Martial arts is the art of simplicity

“I fear not the man who has practiced 10,000 kicks once, but I fear the man who had practiced one kick 10,000 times.”

This is a quote from the martial artist, actor-turned-philosopher, Bruce Lee.

Lee accurately portrays martial arts as a way of life consisting of discipline, mental focus and physical agility.

Over the past couple years, I’ve asked myself, ‘What is martial arts? When will I become a martial artist and when will I know I am a martial artist?’

Let us take a few moments to answer these questions. Over the past three years, I have coined a definition of what I believe martial arts to be.

I believe martial arts is what you make it. Most see martial arts as a full contact sport and others see it as an art form. I believe martial arts is the mastery of using very little to accomplish a lot.

There has always been the belief that martial arts is violent and counterproductive to the pursuit of peace. But martial arts is not about using power or force, but using will and bravery to reciprocate dangerous situations. Some call it self-defense, I call it explosive fear. Furthermore, when can I call myself a martial artist?

Some people say that when you begin to dream in a second language, you have mastered the language. I wonder if the same goes for martial arts.

If I were to dream of myself and Bruce Lee as a crime-fighting duo, bringing criminals to justice, maybe then I will have mastered martial arts. One of my martial arts instructors, my sensei, once said to me, “You will have only learned the basics when you get your first black belt.”
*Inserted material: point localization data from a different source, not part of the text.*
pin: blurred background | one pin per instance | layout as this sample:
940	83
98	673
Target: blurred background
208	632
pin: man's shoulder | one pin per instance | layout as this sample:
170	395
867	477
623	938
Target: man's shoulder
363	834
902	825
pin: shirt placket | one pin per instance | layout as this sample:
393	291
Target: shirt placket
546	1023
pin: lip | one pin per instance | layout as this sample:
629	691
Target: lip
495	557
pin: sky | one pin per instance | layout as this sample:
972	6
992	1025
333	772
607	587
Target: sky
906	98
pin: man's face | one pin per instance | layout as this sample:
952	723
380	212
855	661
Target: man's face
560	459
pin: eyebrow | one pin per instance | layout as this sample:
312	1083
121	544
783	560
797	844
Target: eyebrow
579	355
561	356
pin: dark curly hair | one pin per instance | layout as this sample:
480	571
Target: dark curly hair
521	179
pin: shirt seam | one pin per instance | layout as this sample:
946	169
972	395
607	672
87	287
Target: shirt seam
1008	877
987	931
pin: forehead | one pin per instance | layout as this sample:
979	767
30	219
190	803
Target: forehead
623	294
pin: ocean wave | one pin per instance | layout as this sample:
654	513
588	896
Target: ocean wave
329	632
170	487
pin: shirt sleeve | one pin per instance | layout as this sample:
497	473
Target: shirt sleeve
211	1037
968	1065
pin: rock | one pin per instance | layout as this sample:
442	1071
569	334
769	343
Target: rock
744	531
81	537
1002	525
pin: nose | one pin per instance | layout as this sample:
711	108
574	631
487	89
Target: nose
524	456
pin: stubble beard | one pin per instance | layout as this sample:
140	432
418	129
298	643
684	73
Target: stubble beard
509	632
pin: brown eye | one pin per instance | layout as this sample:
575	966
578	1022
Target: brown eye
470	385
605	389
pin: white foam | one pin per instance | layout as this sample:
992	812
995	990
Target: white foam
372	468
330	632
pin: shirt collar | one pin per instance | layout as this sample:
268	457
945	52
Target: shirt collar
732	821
I felt a little discouraged when he said this to me, but I have learned that martial arts is not about knowing the skill, but knowing when to apply the skill. In marital arts, simplicity is the key to success.

So when will I know I am a martial artist? I will know when the pain is knowledge and I practice better than I perform.

There is a very interesting motto in the martial art I practice, “Maximum efficiency, mutual benefit.”

It is the idea that if my training partner lets me perform a skill on them, whether a kick, punch or a throw, I am more likely to feel and understand what the skill is and how I can improve it and vice versa.

I will end by saying martial arts is not about punching or kicking the hardest or even hurting the other person; it is about perfecting one’s character, avoiding all kicking and punching.

This is the opinion of Monika Agbonkhese.